How do I have requests for my husband without turning them into expectations? I’m holding lots of resentment because he doesn’t do things that he says he is going to do, then I respond with frustration and disappointment because I was counting on him. So how do I accept when he doesn’t keep his word and let go of my manual for him? I feel like if I stop asking him to do things it’s me pushing him out and becoming resentfully independent. Like “fine, I don’t need you!” I know that’s not the thought I want but I can’t seem to find the thoughts that will give me the right feeling.
C: I asked my husband to build a gift for friend’s birthday. He said he would be happy to, agreed upon the time it needed to be complete, but did not do it in time and I didn’t have the gift.
T: My husband isn’t dependable, so I shouldn’t ask him to do anything that is important to me.
F: frustration, disappointment, shame for depending on his help, worry that I don’t have a partner to help with the responsibilities of our family. Resentment that I can’t depend on him.
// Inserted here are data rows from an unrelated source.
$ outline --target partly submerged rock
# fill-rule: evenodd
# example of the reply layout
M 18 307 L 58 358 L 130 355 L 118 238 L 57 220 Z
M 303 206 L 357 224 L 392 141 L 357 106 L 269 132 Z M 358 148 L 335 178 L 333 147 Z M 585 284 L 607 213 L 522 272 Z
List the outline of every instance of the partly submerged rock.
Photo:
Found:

A: voice my anger and concern, blame him for my feelings, decide not to ask him to do things for me, create an emotional separation so I don’t feel disappointed over and over
R: I don’t feel love and connection towards my husband, I feel overwhelmed with the belief that I can’t ask my husband for help
I would love some help on how to navigate this in a way that I can have loving thoughts about my husband and myself.